References: Laxative
Br J Surg. 1997 Aug;84(8):1141-3.
Gastric emptying in patients with constipation following childbirth and due to idiopathic slow transit.
MacDonald A, Baxter JN, Bessent RG, Gray HW, Finlay IG.
Department of Coloproctology, Royal Infirmary, Glasgow, UK.
BACKGROUND: Idiopathic slow transit constipation (ISTC) is considered to be a heterogeneous condition in which patients have varying sites and degrees of delayed gastrointestinal transit. The majority of patients have pancolonic disease, and colectomy with ileocolorectal anastomosis has been the mainstay of surgical treatment. Severe constipation following traumatic childbirth is now being recognized and this subgroup of patients may have delayed transit confined to the rectosigmoid colon. In theory, proximal transit in these patients should be normal. METHODS: Gastric emptying was studied in patients with constipation following childbirth or ISTC and in controls. After an overnight fast, both patients and controls received breakfast, which consisted of cornflakes, sugar and milk. The liquid marker 111In-labelled di-ethylene tri-amine penta-acetic acid (DTPA) was added to the milk. A solid marker, 99mTc-labelled colloid, was impregnated on to paper and sealed with cellulose. The t1/2 for gastric emptying was calculated. RESULTS: Liquid phase emptying was normal in both constipation following childbirth and ISTC. Solid phase emptying was delayed significantly in ISTC compared with that in patients with constipation following childbirth and controls. In addition, half the patients with ISTC had delayed transit through the small bowel and proximal colon. Small bowel and colonic transit were normal in patients with constipation following childbirth. CONCLUSION: Patients with constipation following childbirth represent a distinct subgroup with normal proximal gastrointestinal function. Gastric emptying studies may be helpful in selecting patients for surgical management of severe constipation.
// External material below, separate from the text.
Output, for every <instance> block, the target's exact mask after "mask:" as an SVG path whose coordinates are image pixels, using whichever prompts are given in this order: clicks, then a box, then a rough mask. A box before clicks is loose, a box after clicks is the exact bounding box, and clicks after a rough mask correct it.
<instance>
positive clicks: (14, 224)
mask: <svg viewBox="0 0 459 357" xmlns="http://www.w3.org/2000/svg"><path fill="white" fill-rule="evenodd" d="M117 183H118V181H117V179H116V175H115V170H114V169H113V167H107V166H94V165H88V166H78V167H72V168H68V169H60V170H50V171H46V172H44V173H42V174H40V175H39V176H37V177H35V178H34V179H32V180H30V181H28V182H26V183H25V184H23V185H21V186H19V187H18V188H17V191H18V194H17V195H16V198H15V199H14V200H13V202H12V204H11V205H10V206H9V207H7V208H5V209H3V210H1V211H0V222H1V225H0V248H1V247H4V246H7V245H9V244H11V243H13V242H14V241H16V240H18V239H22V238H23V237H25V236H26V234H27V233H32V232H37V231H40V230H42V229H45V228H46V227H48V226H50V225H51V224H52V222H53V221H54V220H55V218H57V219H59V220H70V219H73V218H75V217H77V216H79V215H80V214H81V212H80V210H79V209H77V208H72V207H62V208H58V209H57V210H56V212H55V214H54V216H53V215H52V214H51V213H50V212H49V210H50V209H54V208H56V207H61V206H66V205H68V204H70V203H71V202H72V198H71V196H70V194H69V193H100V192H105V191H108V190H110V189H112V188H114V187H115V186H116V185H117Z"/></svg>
Laxative online source: www.ncbi.nlm.nih.gov/entrez/query.fcgi?cmd=Retrieve&db=PubMed&list_uids=9278663&dopt=Abstract constipation laxative [PubMed - indexed for MEDL
Aust N Z J Surg. 1997 Aug;67(8):562-5.
Laparoscopic-assisted compared with open total colectomy in treating slow transit constipation.
Ho YH, Tan M, Eu KW, Leong A, Choen FS.
Department of Colorectal Surgery, Singapore General Hospital, Singapore.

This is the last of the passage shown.